Fecha: 5 de abril de 2020

La pandemia del coronavirus que estamos padeciendo nos está marcando profundamente y obligando a vivir una experiencia muy dura: llorar a nuestros familiares y amigos difuntos desde la distancia sin podernos despedir de ellos como merecen, sin poder vivir el duelo con abrazos reconfortantes.

¿Cómo Dios puede permitir todo esto? Es la pregunta que puede surgir en nuestro interior.
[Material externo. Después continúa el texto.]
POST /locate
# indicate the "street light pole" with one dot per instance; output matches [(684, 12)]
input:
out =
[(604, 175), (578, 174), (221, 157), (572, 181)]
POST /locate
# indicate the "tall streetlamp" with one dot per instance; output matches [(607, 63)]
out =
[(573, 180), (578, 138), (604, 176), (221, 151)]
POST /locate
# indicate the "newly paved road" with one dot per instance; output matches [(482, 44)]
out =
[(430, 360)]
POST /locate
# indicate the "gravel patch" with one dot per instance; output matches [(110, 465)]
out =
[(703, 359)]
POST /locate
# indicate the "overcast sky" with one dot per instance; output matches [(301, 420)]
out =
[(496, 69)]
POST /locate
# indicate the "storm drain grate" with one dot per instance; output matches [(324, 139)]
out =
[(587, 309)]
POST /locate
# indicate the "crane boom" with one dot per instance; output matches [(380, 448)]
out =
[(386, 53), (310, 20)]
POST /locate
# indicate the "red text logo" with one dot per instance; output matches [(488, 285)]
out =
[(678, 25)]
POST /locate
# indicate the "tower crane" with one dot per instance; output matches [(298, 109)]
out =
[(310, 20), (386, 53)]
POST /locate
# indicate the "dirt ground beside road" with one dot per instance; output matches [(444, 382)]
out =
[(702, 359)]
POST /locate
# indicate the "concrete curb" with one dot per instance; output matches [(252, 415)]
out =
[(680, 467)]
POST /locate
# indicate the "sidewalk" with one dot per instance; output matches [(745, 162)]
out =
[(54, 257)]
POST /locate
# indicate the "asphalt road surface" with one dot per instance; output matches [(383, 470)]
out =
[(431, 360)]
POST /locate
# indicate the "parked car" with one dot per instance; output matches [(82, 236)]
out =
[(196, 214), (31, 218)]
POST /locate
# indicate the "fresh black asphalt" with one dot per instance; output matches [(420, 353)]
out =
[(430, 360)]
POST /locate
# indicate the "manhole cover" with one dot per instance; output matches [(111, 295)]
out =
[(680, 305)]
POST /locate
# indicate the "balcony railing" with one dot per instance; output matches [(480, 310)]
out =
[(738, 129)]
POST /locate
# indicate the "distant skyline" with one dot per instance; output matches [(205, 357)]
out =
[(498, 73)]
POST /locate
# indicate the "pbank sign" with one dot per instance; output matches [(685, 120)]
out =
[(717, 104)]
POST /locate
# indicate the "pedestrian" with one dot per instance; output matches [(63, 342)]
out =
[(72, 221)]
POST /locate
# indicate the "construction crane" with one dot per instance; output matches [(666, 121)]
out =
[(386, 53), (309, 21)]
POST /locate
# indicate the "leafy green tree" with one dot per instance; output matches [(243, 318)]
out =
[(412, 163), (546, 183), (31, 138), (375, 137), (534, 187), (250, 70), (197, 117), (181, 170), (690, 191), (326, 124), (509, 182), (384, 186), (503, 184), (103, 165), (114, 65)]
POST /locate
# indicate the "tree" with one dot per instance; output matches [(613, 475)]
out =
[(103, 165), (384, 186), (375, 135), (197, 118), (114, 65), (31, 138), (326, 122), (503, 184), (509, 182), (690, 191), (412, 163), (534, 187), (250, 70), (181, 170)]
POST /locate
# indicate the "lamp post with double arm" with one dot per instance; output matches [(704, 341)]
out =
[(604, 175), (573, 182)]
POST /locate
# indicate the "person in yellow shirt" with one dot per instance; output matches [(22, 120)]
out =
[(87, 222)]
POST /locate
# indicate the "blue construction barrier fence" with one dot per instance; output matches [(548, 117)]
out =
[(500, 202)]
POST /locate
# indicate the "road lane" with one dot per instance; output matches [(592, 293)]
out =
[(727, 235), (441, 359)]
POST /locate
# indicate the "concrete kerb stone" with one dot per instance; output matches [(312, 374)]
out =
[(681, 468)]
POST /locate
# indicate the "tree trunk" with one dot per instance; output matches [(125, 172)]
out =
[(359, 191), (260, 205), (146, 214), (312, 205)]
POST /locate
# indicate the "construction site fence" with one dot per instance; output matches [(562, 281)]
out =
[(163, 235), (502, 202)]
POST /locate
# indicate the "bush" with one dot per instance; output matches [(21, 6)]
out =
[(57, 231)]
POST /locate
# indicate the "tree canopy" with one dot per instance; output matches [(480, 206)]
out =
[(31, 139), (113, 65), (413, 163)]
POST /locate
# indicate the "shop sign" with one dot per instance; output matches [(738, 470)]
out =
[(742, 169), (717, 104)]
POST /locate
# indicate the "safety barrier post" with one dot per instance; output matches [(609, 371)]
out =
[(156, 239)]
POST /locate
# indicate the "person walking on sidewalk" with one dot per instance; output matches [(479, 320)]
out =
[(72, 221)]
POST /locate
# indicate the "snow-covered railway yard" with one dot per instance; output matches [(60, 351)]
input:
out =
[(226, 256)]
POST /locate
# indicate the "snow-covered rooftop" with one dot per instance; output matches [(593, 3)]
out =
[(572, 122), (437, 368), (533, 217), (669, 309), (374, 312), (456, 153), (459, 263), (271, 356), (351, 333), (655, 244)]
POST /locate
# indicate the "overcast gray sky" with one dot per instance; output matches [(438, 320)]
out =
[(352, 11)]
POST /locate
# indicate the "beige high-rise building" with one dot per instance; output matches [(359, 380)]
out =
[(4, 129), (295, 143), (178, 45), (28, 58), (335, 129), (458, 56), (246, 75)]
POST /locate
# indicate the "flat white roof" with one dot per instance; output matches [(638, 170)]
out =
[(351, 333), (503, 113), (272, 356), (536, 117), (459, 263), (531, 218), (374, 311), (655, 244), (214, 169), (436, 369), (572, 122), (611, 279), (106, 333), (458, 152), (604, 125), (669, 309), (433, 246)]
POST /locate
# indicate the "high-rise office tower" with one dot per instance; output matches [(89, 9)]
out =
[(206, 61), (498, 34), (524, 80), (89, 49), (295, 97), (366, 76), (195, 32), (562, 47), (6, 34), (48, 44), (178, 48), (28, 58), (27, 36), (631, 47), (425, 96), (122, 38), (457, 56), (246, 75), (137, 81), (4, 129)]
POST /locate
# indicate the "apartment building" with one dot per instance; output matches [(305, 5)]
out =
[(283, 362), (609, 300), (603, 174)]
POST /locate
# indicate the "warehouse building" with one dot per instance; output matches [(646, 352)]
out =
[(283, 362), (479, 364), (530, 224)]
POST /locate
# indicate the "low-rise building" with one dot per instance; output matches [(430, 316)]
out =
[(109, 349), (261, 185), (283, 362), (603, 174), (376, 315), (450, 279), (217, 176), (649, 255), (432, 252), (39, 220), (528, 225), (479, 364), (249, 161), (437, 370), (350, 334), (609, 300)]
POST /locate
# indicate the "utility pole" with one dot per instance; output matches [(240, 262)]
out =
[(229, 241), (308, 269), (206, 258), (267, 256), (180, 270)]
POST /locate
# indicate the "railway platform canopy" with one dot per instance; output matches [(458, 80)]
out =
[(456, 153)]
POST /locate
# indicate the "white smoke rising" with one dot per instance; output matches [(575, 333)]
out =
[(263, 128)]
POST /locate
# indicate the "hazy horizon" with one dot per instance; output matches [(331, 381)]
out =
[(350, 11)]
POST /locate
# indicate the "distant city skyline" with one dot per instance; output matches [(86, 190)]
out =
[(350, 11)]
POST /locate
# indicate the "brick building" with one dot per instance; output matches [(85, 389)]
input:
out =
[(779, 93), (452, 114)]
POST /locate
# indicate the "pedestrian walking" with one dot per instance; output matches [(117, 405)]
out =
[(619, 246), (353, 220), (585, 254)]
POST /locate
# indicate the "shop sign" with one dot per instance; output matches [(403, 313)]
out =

En una conversación con el periodista Jordi Évole, el papa Francisco respondió a semejante pregunta con un significativo silencio y una invitación a no decir muchas palabras, ya que para encontrar sentido al misterio del mal y del dolor no hay mejor manera que contemplar la vida de Jesucristo y, particularmente, sus últimos días.

Contemplar los últimos días de la vida de Jesucristo es lo que la Iglesia nos invita a hacer durante la Semana Santa que iniciamos este Domingo de Ramos. Esta va a ser diferente a todas las que hemos vivido hasta ahora. Nos vamos a hermanar con las Semanas Santas vividas durante años en muchos otros países del mundo que viven la guerra, el hambre, las epidemias…

Mirar a Jesús en sus últimos días de vida nos va a acercar al sufrimiento y a la experiencia de los que padecen la enfermedad y la muerte en soledad, alejados de sus hogares y de sus familias. Dios, en Jesús, ha experimentado ese dolor que hoy padecen algunos de nuestros hermanos y hermanas. Dios también llora con nosotros ante la muerte cruel y aislada.

Me consuela mucho mirar el Cristo de la capilla del castillo de Javier en Navarra que, mientras el gran misionero san Francisco Javier moría en soledad en una pequeña isla sin poder entrar en China, mostró un extraño sudor que fue, para su familia, el signo de que Francisco Javier entraba de la mano del Señor en la Jerusalén celeste.

Las madres y los padres, como Santa María, sufren viendo padecer y morir a sus hijos. Lamentan enormemente no poder abrazarlos, acariciarlos, hablar y despedirse de ellos.

Dios no está tan lejos de nosotros como podría parecer. Dios Padre, su Hijo Jesucristo, su familia formada por María y el apóstol Juan, sufren con inmenso dolor y desgarro una separación radical, injusta, inhumana. Dios ha vivido el dolor, nos comprende, nos acompaña en el sufrimiento y llora con nosotros.

Entramos en el dolor de la Semana Santa, quizá en un contexto más cercano que nunca al que vivieron Jesús, sus familiares y amigos. Ojalá mirando al Señor colgado en la Cruz recibamos la gracia de experimentar su amor y cercanía en los momentos de dolor y angustia que estamos viviendo a causa de esta pandemia.

Afortunadamente, a diferencia de Jesús, nuestros hermanos enfermos y agonizantes tienen la cercanía y el cariño del personal sanitario que, con un amor inmenso, los acompañan en los momentos de dolor y pasión. Nuevamente doy las gracias y oro por tantos «cireneos», tantas «Marías» y «Juanes» que acompañan a nuestros hermanos en el momento de la cruz.

La Semana Santa no acaba con la Cruz del Viernes Santo. Aguardamos con gran esperanza el Domingo de la Resurrección. La muerte y el sufrimiento injustos no tienen la última palabra. Una vida vivida desde el amor no puede morir. Gracias, Dios Misericordioso, por hacernos este regalo.

Queridos hermanos y hermanas, dejemos que en la debilidad de nuestras lágrimas y en la vulnerabilidad de nuestras vidas, se manifieste la fortaleza de Cristo en nosotros.